27.9.22

A violência eternamente prometida

Rodrigo Leão ft. Federico Albanese, “O Método”, in https://www.youtube.com/watch?v=suZAzdZBRCs

(Mote: filme “Restos do Vento”, de Tiago Guedes)

Não deixamos de ser animais. Quando, na palavra animal, está embutido o selvagem arreigado no mais fundo do nosso magma.

Ninguém pode dizer que nunca foi testemunha de violência. Da violência habitualmente gratuita e da violência que as dilações argumentativas podem considerar como legítima. Poucos serão os que contestam o axioma da violência legitimada pelas circunstâncias que acabam por seu o seu pretexto. É inútil entrar na subjetividade dos critérios que legitimam a violência. O conceito de violência legítima é que está em causa. Ao levantar a cancela que a justifica, a liberalidade com que se procurar legitimar outras formas de violência é a fogueira onde arde a indeterminação. A violência torna-se uma instituição humana.

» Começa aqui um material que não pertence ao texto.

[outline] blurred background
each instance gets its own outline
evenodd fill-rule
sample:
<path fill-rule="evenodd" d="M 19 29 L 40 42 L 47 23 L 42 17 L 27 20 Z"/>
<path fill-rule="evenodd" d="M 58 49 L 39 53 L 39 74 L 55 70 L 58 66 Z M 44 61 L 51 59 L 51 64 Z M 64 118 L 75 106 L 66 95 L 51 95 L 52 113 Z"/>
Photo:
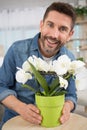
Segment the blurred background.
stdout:
<path fill-rule="evenodd" d="M 46 7 L 55 1 L 59 0 L 0 0 L 0 56 L 13 42 L 33 37 Z M 83 57 L 87 62 L 87 0 L 61 1 L 73 5 L 78 13 L 75 33 L 67 47 L 76 58 Z"/>
<path fill-rule="evenodd" d="M 87 0 L 0 0 L 0 65 L 13 42 L 31 38 L 39 31 L 39 23 L 46 7 L 56 1 L 68 2 L 74 6 L 77 13 L 75 33 L 66 46 L 76 58 L 82 58 L 87 63 Z M 77 107 L 76 113 L 87 117 L 87 69 L 84 72 L 86 78 L 79 80 L 81 87 L 77 89 L 81 89 L 81 92 L 78 91 L 78 104 L 81 106 Z M 0 104 L 0 120 L 4 111 L 2 107 Z"/>

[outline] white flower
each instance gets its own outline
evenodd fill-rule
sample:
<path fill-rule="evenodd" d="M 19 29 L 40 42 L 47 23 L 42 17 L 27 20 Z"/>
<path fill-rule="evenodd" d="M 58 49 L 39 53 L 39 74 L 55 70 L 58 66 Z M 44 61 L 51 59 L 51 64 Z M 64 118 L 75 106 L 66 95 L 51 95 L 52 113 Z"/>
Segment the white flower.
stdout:
<path fill-rule="evenodd" d="M 53 68 L 57 75 L 64 75 L 70 66 L 71 60 L 66 55 L 60 56 L 57 60 L 53 61 Z"/>
<path fill-rule="evenodd" d="M 60 87 L 61 88 L 64 87 L 66 89 L 68 87 L 68 81 L 67 80 L 65 80 L 64 78 L 59 76 L 59 81 L 60 81 Z"/>
<path fill-rule="evenodd" d="M 19 70 L 16 73 L 16 80 L 19 83 L 25 84 L 29 79 L 32 79 L 32 76 L 30 73 L 26 73 L 23 69 L 18 68 Z"/>

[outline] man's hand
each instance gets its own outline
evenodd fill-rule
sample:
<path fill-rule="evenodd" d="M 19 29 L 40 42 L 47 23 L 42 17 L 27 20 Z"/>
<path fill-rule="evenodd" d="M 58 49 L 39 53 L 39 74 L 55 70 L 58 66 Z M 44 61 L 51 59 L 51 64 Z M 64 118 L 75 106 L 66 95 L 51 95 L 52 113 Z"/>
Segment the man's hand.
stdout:
<path fill-rule="evenodd" d="M 42 117 L 40 115 L 39 109 L 35 105 L 23 103 L 13 95 L 5 98 L 2 103 L 8 108 L 17 112 L 26 121 L 37 125 L 41 124 Z"/>
<path fill-rule="evenodd" d="M 63 124 L 70 118 L 70 112 L 74 108 L 74 104 L 71 101 L 66 101 L 62 110 L 62 116 L 60 122 Z"/>
<path fill-rule="evenodd" d="M 42 117 L 40 115 L 39 109 L 33 105 L 24 105 L 20 110 L 20 115 L 26 120 L 33 124 L 41 124 Z"/>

Como somos estruturalmente fracos, a violência propende a ser exercida sobre os mais fracos. É outro anátema da violência: a hipocrisia. A pútrida luva da violência faz-se abater quando a perceção do vencimento da violência estiver mais próximo, ou seja, sobre os mais fracos. A violência dos fortes sobre os indefesos é um sacrifício que cola os algozes à selvajaria. Não só o indefeso suporta esta condição, sem disso ter consciência, o que devia torná-lo imune a qualquer forma de violência; como os que escolhem a violência sobre o vulnerável atuam em bando, ampliando a natureza aviltante da violência.

É uma violência institucionalizada porque se fundeia nos códigos de conduta informais da sociedade. Que se exercem por cima das leis, quase sempre: a engrenagem social, que se alimenta da espontaneidade das relações entre pares, de uma desinstitucionalização endémica ao menor pulsar popular, desiste do respeito das leis quando supõe ser seu substituto pela superioridade do resultado que acredita alcançar. A falsa coragem dos bravos escuda-se no exercício da violência em grupo. É um bando que atua, lançando a grotesca mão da violência que dilacera a vítima ideal, o indefeso que é sacrificado para apaziguamento instantâneo da turba. 

Há interrogações suprimidas, contudo. Talvez, propositadamente suprimidas. O remorso constitui-se procurador dos pesadelos dos que exercem a violência sobre a vítima útil? Talvez não: eles julgarão que honraram um código de justiça que não se afere pela fragilidade das leis instituídas. E em cada um de nós, mesmo dos que jurem a antítese da violência, não habita um potencial violento, só à espera do rastilho para se tornar espontaneamente violento.?

Talvez seja uma parte, importante e irremediável, da natureza humana.